FIGURE 1. . Effects of the control saline infusion and the 10% triacylglycerol emulsion infusion on the heart rate, the corrected Q-T interval (Q-Tc), and Q-Tc dispersion in 32 healthy subjects. *,**,***Significantly different from the control infusion: *P < 0.05, **P < 0.01, ***P< 0.01.
No significant change in any of the variables considered was seen during the saline infusion (Figure 1 and Table 2). In particular, mean blood pressure values were 86.2 ± 4.2 mm Hg at baseline and 85.9 ± 3.9, 86.7 ± 5.1, and 84.9 ± 4.6 mm Hg at 60, 120, and 180 min, respectively.
Individual changes in plasma fatty acid concentrations correlated with changes in the Q-Tc (r = 0.63, P < 0.001), Q-Tc dispersion (r = 0.54, P < 0.02), and plasma epinephrine concentrations (r = 0.69, P < 0.005). Furthermore, individual changes in plasma epinephrine also correlated with changes in the Q-Tc (r = 0.60, P < 0.01) and Q-Tc dispersion (r = 0.53, P < 0.02). All such changes were still significant after adjustment for age, sex, and BMI (P < 0.03 for all correlations). In the stepwise multivariate analysis, the independent role of age, BMI, waist-to-hip ratio, and change in plasma fatty acid concentrations on lengthening of the Q-T interval was investigated. The whole model explained 47% of the variability in the lengthening of the Q-T interval with BMI (P < 0.05), and changes in plasma fatty acid concentrations (P < 0.001) were significantly and independently associated with the dependent variable. Addition of changes in plasma epinephrine concentrations among the independent variables increased the significance of the model, allowing it to explain 63% of the variability of the lengthening of the Q-T interval. Nevertheless, in such a model, only changes in plasma fatty acid (P = 0.04) and plasma epinephrine (P = 0.006) concentrations were significantly and independently associated with the lengthening of the Q-T interval.
DISCUSSION
Our study showed that acute increases in plasma fatty acid concentrations produce a lengthening of both the Q-Tc and Q-Tc dispersion in healthy subjects. The length of the Q-T interval, which is easily obtained from the use of a standard resting electrocardiogram, represents the time interval between the start of activation of the ventricle and the completion of its repolarization. The Q-T interval is influenced by the autonomic tone and represents an index of myocardial refractoriness and electrical stability; this is a critical determinant of ventricular fibrillation and sudden death (15). An association between a prolonged Q-T interval and sudden cardiac death was found in patients with coronary artery disease, congestive heart failure, and obesity (16, 17). Dispersion of repolarization is a consequence of the predominance of SNS activity and might be responsible for a high risk of ventricular fibrillation (18). Sympathetic stimulation unopposed by vagal activity might induce ventricular electrical instability, resulting in risk of arrhythmia and sudden death (19).

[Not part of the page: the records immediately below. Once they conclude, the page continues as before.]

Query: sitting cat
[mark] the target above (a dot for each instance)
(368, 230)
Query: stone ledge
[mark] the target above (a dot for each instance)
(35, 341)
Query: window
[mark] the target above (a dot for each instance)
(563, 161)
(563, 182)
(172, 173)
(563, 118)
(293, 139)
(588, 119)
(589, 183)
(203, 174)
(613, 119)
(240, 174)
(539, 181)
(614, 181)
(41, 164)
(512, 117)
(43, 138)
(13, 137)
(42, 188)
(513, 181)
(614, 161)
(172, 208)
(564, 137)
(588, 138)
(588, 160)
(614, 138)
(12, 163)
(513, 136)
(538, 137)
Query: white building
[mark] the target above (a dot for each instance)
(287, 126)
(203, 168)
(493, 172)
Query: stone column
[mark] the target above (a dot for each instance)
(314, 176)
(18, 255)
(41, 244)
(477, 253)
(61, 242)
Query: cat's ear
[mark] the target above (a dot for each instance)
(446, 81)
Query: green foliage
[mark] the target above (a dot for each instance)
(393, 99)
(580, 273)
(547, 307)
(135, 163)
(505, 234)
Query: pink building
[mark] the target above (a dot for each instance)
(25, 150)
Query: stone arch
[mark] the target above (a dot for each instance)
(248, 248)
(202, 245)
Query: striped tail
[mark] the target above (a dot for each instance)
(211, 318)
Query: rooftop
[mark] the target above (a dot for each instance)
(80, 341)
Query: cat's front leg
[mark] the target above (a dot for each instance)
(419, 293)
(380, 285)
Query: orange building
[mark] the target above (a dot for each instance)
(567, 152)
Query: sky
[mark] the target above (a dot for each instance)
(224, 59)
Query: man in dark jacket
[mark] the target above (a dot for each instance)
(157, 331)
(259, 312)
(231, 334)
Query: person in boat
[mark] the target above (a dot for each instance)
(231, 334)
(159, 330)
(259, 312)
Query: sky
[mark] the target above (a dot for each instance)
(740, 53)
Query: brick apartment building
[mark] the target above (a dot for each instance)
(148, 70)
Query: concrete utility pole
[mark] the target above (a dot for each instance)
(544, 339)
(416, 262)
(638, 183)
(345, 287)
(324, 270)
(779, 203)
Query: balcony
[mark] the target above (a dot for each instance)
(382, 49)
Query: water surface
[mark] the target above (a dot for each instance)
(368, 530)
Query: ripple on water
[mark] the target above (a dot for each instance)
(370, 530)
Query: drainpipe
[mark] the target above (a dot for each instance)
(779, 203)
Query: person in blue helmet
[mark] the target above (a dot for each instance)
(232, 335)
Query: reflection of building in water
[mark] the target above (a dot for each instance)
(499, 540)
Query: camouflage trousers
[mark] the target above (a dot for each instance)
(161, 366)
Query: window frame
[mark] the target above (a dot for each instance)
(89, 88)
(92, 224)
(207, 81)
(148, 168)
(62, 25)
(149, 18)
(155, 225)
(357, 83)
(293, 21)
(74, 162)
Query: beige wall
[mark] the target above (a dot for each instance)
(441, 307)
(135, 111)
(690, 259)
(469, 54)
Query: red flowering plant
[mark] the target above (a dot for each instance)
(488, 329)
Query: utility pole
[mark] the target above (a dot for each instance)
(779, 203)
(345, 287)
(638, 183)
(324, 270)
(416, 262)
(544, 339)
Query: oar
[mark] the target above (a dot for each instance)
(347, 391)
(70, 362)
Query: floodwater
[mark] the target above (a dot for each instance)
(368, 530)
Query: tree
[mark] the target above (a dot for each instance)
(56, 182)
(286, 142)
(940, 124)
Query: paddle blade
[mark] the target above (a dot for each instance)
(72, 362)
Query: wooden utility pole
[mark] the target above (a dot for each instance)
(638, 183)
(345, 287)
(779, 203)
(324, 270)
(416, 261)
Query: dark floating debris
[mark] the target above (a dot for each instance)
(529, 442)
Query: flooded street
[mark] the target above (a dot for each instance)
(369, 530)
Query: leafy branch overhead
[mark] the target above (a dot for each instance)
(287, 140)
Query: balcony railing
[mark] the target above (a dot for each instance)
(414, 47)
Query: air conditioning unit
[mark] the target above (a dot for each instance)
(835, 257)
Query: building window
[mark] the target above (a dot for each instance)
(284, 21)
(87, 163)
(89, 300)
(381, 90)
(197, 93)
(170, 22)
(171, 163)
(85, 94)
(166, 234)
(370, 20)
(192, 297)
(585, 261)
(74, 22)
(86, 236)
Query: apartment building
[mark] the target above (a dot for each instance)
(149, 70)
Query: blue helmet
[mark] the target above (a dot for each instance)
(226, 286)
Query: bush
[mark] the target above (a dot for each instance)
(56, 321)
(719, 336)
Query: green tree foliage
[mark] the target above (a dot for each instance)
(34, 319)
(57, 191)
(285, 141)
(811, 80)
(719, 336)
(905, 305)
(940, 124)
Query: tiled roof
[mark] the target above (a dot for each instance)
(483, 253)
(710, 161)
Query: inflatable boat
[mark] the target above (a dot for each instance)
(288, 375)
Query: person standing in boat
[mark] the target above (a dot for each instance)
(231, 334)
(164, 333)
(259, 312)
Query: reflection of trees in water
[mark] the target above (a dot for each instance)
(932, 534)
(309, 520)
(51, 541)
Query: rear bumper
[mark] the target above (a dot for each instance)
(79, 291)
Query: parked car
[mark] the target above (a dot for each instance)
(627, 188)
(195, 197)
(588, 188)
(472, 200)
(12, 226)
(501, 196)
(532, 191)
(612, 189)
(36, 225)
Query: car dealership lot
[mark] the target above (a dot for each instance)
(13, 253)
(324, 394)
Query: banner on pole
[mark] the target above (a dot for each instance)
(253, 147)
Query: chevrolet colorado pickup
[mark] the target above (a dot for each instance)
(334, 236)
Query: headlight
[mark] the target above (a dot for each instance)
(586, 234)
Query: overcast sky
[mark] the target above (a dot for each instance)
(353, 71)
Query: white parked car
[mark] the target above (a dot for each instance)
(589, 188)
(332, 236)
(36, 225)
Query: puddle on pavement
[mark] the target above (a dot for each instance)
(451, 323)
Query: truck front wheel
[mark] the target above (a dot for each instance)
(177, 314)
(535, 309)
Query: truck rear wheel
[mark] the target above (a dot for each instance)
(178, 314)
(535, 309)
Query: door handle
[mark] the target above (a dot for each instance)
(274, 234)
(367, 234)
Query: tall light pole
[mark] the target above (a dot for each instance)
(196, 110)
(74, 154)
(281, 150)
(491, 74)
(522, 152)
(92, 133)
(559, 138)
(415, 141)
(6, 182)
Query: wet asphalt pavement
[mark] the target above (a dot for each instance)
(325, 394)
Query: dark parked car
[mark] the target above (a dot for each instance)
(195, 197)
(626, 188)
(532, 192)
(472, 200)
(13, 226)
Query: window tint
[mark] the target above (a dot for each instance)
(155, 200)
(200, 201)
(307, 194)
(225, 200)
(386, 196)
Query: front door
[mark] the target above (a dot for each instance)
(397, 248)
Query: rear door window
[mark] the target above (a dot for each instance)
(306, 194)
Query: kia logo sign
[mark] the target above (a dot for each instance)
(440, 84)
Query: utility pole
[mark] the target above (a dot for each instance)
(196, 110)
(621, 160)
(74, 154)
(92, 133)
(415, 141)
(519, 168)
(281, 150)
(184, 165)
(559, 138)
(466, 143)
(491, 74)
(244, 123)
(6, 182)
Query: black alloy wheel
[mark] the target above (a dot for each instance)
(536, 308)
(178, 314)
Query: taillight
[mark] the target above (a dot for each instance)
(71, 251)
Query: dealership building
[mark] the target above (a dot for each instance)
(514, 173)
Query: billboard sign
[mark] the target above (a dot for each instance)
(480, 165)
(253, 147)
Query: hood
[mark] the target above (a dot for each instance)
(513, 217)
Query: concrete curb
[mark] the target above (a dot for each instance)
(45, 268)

Fatty acid concentrations might affect Q-Tc and Q-Tc dispersion through a stimulation of SNS activity. In our study, acute elevations in fatty acid concentrations were associated with a rise in sympathetic activity, as evidenced by increased plasma catecholamine concentrations. The increased heart rate and the partial inhibition of the Q-Tc during the propranolol infusion also suggests an effect of fatty acid concentrations on cardiac repolarization mediated, at least in part, by an increase in plasma catecholamines. The link between plasma fatty acid concentrations and cardiac repolarization is also strengthened by the correlation between individual changes in plasma epinephrine concentrations and the Q-Tc or Q-Tc dispersion, a relation that is associated with changes in plasma fatty acid concentrations. Furthermore, in the multivariate analysis, changes in plasma fatty acids were independently associated with the lengthening of the Q-T interval. Whether the effect of fatty acid concentrations on the Q-Tc is mediated by the increase in plasma catecholamines or is also due to an effect on the central nervous system is unknown. Notwithstanding, the multivariate analysis encompassing age, BMI, waist-to-hip ratio, and both changes in plasma fatty acid and epinephrine concentrations showed that both plasma fatty acid and epinephrine concentrations remained statistically significant. Thus, plasma fatty acid concentrations, at least in part, are responsible for a direct effect on the lengthening of the Q-T interval. The latter possibility is also strengthened by evidence that prolongation of the Q-T interval might also result from a disturbed myocardial membrane function that, in turn, might be responsible for electrical instability (20). Indeed, it was shown previously that elevated fatty acid concentrations may inhibit Na+/K+-exchanging ATPase (21), resulting in disturbed myocardial membrane function. Nevertheless, only future studies specifically designed to assess such a possibility will clarify such a possible pathophysiologic relation.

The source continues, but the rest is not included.